Buhari was speaking at his investiture as Grand Patron of the Nigerian Red Cross Society (NRCS) at the presidential villa in Abuja.
He said: “Earlier in my profession, during the civil war, I know how much sacrifice members of the Nigerian Red Cross and their international counterparts did both in the real front of operations and at the rear, on both sides. I think it is a lot of sacrifices because anything can happen to you in the operational areas.
“The risks they faced were real and I admire their courage and commitment to helping people who were in distress and were virtually in millions. Those photographs of people from the Biafra enclave spoke a lot.
“I remember with nostalgia the performance of the commander-in-chief, General Yakubu Gowon. Every commander was given a copy of the commander-in-chief’s instructions that we were not fighting enemies but that we were fighting our brothers. And thus, people were constrained to show a lot of restraint.

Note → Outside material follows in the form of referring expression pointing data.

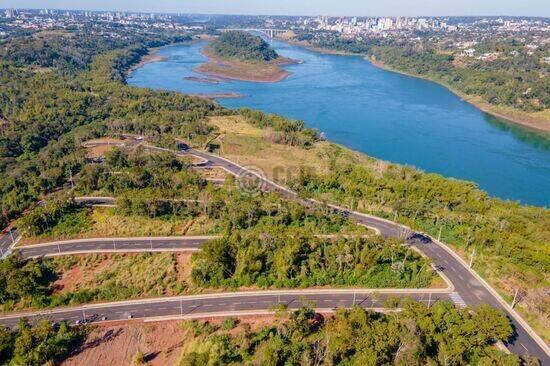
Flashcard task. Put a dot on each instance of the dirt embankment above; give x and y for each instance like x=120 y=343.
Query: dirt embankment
x=161 y=343
x=269 y=72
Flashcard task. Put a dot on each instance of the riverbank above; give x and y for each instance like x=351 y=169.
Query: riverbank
x=270 y=72
x=539 y=122
x=506 y=113
x=152 y=56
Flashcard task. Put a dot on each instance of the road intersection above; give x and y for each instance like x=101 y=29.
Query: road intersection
x=469 y=289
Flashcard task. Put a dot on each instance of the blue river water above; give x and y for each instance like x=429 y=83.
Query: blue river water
x=383 y=114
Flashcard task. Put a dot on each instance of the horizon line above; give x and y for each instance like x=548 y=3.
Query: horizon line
x=280 y=15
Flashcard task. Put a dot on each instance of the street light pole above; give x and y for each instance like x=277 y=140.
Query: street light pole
x=514 y=302
x=472 y=258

“The international observer teams were allowed to go as far as possible within and outside the front and I think this was generous and very considerate of General Gowon. He is a highly committed Nigerian.”
The civil war broke out in 1967 — after eastern Nigeria declared “Republic of Biafra” — and ended in 1970 with claims that millions were killed, mostly from starvation as a result of a blockade by the Nigerian government.